Like his father, Edward suffered a stroke, in 1852, and did not recover from partial paralysis prior to his death in 1856 (J. H. Lefroy 166). He must have rejoiced when slavery was finally ended in British colonies in 1833. As it was not terminated in the Dutch colonies of the Caribbean until the 1860s (Allofs et al. 316), Lefroy never knew the outcome for which he had so passionately argued in his book.
Only in 1975 did Surinam finally transition to independence from the Netherlands (Krus 345). The cultures of African groups whose members were transported to Surinam during the colonial period have been the subject of research in recent decades, with a view to exploring the survivals of African cultures in the new world.

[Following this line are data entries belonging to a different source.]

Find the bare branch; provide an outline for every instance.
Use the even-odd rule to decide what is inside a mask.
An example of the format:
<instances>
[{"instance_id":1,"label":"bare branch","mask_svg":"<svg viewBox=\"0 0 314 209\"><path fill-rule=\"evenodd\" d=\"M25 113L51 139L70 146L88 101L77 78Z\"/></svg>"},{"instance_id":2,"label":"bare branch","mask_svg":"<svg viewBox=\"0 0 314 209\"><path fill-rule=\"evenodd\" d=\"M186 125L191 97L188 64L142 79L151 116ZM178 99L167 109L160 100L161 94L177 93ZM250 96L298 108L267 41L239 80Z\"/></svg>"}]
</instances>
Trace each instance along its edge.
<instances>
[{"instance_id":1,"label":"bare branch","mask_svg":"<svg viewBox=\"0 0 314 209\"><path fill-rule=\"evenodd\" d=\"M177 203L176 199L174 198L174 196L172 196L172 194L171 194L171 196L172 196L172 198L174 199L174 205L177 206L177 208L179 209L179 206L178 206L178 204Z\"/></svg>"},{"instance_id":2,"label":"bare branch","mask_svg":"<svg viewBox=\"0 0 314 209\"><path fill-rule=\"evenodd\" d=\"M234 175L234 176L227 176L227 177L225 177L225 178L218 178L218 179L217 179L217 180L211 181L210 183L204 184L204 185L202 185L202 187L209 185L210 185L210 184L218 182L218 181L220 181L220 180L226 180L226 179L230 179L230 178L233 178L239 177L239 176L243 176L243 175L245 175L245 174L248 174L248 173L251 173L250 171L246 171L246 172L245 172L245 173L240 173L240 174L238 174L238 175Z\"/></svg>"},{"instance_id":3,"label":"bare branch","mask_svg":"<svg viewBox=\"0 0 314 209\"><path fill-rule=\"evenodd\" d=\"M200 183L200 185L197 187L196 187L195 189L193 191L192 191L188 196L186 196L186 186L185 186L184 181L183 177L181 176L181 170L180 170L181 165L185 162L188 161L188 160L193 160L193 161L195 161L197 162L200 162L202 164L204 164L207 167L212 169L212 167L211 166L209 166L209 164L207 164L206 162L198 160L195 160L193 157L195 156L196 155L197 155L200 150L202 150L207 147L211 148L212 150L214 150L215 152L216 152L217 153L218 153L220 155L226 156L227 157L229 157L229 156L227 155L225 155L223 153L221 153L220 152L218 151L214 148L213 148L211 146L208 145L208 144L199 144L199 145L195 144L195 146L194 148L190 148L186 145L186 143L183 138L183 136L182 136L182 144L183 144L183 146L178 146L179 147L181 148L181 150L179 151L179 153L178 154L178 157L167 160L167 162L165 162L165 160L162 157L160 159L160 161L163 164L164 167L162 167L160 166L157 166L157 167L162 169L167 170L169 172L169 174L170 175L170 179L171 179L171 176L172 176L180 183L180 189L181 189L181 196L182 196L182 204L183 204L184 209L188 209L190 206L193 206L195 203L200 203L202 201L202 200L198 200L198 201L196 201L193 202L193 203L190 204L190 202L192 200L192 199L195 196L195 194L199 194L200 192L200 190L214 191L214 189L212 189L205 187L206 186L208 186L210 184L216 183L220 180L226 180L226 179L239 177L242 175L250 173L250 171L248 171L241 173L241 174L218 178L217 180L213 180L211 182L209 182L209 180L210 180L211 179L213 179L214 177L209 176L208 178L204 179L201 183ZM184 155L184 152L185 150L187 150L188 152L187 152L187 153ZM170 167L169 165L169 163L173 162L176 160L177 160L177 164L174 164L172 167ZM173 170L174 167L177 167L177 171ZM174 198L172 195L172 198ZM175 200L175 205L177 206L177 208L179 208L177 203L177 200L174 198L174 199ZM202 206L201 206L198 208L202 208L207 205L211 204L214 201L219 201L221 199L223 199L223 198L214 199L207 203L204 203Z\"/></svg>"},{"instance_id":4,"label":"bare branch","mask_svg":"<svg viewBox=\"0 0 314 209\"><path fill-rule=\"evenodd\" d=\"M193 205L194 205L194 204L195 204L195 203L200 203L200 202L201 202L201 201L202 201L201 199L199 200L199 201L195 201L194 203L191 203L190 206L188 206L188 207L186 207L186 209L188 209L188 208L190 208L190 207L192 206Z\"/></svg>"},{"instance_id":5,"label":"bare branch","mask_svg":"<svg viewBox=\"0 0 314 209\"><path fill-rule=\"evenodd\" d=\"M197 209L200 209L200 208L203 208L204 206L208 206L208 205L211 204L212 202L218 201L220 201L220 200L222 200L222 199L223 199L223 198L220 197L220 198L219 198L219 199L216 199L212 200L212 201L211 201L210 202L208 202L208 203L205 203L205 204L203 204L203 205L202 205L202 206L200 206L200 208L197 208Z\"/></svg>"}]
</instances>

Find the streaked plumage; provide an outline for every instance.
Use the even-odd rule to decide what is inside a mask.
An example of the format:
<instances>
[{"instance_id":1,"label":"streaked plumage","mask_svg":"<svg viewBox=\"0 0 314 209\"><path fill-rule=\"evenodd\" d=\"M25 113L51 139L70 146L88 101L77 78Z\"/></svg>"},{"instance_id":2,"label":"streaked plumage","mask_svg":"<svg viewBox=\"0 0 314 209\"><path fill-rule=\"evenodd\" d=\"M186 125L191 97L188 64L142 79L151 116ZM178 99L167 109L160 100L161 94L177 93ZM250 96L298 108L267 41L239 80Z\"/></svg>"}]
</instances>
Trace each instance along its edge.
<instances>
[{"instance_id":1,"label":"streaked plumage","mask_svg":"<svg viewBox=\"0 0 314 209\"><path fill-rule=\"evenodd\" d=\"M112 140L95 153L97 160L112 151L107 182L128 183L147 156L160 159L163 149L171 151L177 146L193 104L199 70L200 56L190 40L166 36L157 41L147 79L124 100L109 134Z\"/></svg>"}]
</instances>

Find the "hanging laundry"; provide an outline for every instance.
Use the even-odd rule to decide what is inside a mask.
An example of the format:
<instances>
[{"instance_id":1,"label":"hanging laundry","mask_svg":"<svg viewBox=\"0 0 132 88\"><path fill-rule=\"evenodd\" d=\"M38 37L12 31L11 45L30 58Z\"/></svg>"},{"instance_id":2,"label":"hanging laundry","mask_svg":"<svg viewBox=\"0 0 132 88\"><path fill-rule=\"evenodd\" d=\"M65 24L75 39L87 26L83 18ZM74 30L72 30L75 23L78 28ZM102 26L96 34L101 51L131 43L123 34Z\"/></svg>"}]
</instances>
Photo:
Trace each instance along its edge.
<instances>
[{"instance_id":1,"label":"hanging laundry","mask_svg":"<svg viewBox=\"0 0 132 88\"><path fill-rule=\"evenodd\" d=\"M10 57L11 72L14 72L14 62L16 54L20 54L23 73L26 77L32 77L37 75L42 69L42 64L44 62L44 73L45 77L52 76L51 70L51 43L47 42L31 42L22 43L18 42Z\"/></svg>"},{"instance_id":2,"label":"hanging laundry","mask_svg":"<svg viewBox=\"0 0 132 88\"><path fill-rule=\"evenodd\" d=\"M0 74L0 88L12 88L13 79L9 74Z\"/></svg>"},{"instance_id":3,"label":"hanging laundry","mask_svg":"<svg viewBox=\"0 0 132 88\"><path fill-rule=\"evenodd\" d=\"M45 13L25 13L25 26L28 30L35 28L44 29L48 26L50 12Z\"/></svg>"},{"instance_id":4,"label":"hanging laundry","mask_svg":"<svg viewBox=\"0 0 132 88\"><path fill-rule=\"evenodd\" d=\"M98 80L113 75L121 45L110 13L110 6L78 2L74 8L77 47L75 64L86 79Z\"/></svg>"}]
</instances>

While scholars differ on the extent of survivals as opposed to syntheses, research into cult practices on the plantations has tended to support the picture drawn by Lefroy of certain religious or belief systems as being maintained among the enslaved workforce (Krus 320). Researchers have also established the existence of special relationships between the slaves incarcerated on the same ship, confirming Lefroy’s emphasis on the importance of the solidarity created by enslavement, such that Outalissi refuses to reveal other rebel names (224; Krus 321).
Some survivals can be seen in language. Sranan Tongo, a Surinamese-Dutch-English fusion first recorded in the eighteenth century among European settlers, enslaved Africans, and native Americans, is still spoken by some 300,000 people in Surinam, preserving African language elements (Krus 334). It thus serves as a living testimony to the clash and blending of histories and cultures—African, Dutch, English, native Amerindian—which Lefroy entered in 1819 and which he later chronicled powerfully in his extraordinary novel, Outalissi.
NOTES
1A short version of this essay was presented at the panel “Romanticism, People of Color, and 1819” at the International Conference on Romanticism, Manchester, U.K., July 31–August 2, 2019. Thanks are due to the panel members. The author has made initial inquiries regarding the copyright status of Outalissi (of which a facsimile is currently available through Gale Nineteenth Century Collections Online, among other online sources), with a view to undertaking a projected new edition, but has not yet found a publisher to undertake the project.